これをサンタからのプレゼントにしてしまえば、この女性は難を逃れられるというわけだ。
「ぬいぐるみが好きな子なので、喜ぶと思います。あ、でも無理強いはしません!貴方にも気持ちがあることと思いますし……」
「いいえ、構わないですよ」
僕がイエスを出したら、それまで俯きがちだった女性がパッと顔を上げた。
「僕としては、またこれを抱えて帰る方が気持ちが塞ぐってもんです。そちらまでお運びしますね」
「……っ ありがとうございます!助かります!」
感激した様子で何度も頭を下げてくる。
予想外の展開だったが、今の僕にとっては有り難い提案だったのだから、こっちこそお礼を言いたい。

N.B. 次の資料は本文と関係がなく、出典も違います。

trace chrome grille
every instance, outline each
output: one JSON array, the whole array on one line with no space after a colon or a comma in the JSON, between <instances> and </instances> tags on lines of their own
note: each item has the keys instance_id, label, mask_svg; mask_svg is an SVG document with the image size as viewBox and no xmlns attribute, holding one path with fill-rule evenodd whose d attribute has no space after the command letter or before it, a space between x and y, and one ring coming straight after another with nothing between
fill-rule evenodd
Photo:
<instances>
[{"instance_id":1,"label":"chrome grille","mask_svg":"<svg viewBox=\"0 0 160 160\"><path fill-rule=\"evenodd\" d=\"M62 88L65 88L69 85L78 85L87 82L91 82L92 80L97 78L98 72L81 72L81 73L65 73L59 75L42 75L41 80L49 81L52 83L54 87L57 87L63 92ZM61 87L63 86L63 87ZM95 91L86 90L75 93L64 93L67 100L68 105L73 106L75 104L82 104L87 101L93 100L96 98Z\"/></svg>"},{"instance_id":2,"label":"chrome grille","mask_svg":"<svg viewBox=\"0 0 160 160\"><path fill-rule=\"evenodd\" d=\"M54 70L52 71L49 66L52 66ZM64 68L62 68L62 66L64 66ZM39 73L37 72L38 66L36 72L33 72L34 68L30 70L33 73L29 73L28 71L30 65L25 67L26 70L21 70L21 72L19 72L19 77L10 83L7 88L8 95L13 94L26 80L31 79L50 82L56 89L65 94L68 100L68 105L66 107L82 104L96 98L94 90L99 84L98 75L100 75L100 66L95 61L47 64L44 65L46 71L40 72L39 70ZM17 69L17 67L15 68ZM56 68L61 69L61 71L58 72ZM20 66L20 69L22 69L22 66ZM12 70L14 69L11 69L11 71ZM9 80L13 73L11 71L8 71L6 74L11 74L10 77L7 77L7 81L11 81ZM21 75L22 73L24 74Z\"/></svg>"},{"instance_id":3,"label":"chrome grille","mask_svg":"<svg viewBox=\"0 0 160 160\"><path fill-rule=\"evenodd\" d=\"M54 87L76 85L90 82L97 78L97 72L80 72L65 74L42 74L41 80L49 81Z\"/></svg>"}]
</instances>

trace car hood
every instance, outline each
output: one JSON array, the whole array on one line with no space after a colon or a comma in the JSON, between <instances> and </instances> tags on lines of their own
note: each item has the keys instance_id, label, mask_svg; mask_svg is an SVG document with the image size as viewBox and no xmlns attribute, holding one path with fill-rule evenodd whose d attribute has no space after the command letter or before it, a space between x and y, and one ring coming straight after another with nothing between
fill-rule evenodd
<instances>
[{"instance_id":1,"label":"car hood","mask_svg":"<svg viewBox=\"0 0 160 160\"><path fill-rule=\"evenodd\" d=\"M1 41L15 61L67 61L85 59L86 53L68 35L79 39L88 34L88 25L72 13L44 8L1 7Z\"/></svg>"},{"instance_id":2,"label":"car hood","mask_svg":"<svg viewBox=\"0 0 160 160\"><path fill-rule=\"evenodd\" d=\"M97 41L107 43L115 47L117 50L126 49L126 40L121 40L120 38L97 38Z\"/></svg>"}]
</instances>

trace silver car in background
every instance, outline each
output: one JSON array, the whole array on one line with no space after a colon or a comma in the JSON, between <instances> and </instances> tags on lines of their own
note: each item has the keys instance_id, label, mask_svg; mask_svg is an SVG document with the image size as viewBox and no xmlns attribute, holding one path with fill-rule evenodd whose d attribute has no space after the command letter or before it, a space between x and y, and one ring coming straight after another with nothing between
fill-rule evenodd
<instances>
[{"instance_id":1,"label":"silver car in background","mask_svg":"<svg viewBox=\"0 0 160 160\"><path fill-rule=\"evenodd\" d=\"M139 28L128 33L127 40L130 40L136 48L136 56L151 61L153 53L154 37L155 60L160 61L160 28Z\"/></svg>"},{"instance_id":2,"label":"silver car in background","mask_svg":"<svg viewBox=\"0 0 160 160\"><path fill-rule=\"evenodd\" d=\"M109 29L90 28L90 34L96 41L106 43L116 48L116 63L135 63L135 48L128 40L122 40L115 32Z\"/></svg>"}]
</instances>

玄関先で受け渡すと、女性は両手を精一杯まわして、それを家の中に運んでいった。
再びドアが並ぶ通路に一人になった僕は、手摺にもたれ掛かって、深い息を吐いた。
もう二度と、ここに来ることはないだろう。
付き合っている時も、紗理奈が気が向いたときだけ、うちに転がり込んで来ることが多く、数えるほどしか来たことはなかったけど。
独り身になって、寂しさと同時に、ホッとしたような感情があるのが切ない。
忙しい生活の中、彼女の我儘に付き合って、一体僕は何を得たというのだろう。